Karena tidak ada masalah selama beberapa bulan ini, Kiprang dan Estrogen kembali bersekolah seperti biasa meski tidak terasa karena mereka selama ini bersekolah jalur dunia maya.
Ketika sekolah kembali dibuka untuk alasan tertentu, keduanya pun bersekolah dan siap menerima ilmu baru meski sedikit mengantuk.
Kiprang mengamati kelasnya yang lebih kotor dibandingkan kamarnya sendiri, melihat buku dan meja serta kursi sudah berdebu dan tampak lapuk, membuat hatinya bergidik lantaran semangat belajarnya berkurang melihat pemandangan ini.

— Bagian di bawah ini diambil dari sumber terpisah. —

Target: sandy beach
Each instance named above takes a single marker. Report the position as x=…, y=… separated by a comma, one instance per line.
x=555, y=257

Sementara Estrogen sedang menggaruk tangannya yang gatal karena tidak sengaja bersentuhan dengan debu (yes, dia alergi) sambil memegang handphone-nya yang selalu ada di tangannya.
"Ini ruang kelas apa kandang hewan, sih?" tanya Estrogen masih dengan acara menggaruknya. Kali ini lebih kencang.

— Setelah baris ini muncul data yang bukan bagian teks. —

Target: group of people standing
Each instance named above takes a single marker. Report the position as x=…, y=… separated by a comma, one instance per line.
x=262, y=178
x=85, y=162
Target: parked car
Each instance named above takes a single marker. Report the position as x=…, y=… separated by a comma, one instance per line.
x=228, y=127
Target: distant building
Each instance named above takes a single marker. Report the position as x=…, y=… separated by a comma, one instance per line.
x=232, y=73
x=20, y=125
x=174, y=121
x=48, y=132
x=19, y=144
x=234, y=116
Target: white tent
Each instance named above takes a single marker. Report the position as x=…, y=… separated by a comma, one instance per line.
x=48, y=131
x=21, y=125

"Kandang Babi, Gen," jawab Kiprang. "Mana nih tukang piket? Sepi bat sekolah kaya lapak ceritaku."
"Mana ada orang muncul jam tujuh," tukas Estrogen.
Ya, teman-temannya bilang jam tujuh itu mentari belum menampakkan diri sehingga bukan waktu yang tepat untuk beraktivitas. Kedua spesies ini terbilang rajin di mata mereka. Murid teladan yang tidak begitu teladan.
"Masa kita yang bersihin?" Kiprang jelas jijik, padahal dianya malas membersihkan kamar sendiri apalagi ruang umum milik bersama ini.
"Lu mau bersihin, nggak?" tanya Estrogen.
"Dahlah, mending nongkrong." Kiprang berpaling.
"Tungguin, weh!" Estrogen menyusul.
Kelas pun ditinggalkan, terbengkalai lagi setelah setahun lebih diabaikan bahkan oleh tukang kebersihan sekali pun.
Kedua spesies ini mengelilingi area sekolah yang sudah tidak dikunjungi lebih dari setahun lamanya dan bukannya rindu, mereka lebih merindukan kantin beserta isinya, selain sampahnya tentu saja. Siapa yang tidak merindukan kantin?
"Eh, harusnya kita minta Dukuniwati yang bersihin," usul Kiprang di tengah perjalanan.
"Lu kira dia mau?" balas Estrogen. "Sudah lihat rumahnya? Cuma ada doujin sama komik yaoi kutengok."
Ya, semenjak mereka hidup satu komplek dengan kedua spesies baru itu, hidup tidak banyak berubah.
Dukuniwati akan membeli buku aneh-aneh di Sopi, Tokpet, bahkan semua sosmed dibabat hanya demi memuaskan kegabutannya sebagai dukun sakti.
Kakeru? Hanya bisa menemaninya sebagai ... Teman. Lebih tepatnya penggalang dana.
Bosan berkeliling, akhirnya mereka sampai dekat pintu gerbang.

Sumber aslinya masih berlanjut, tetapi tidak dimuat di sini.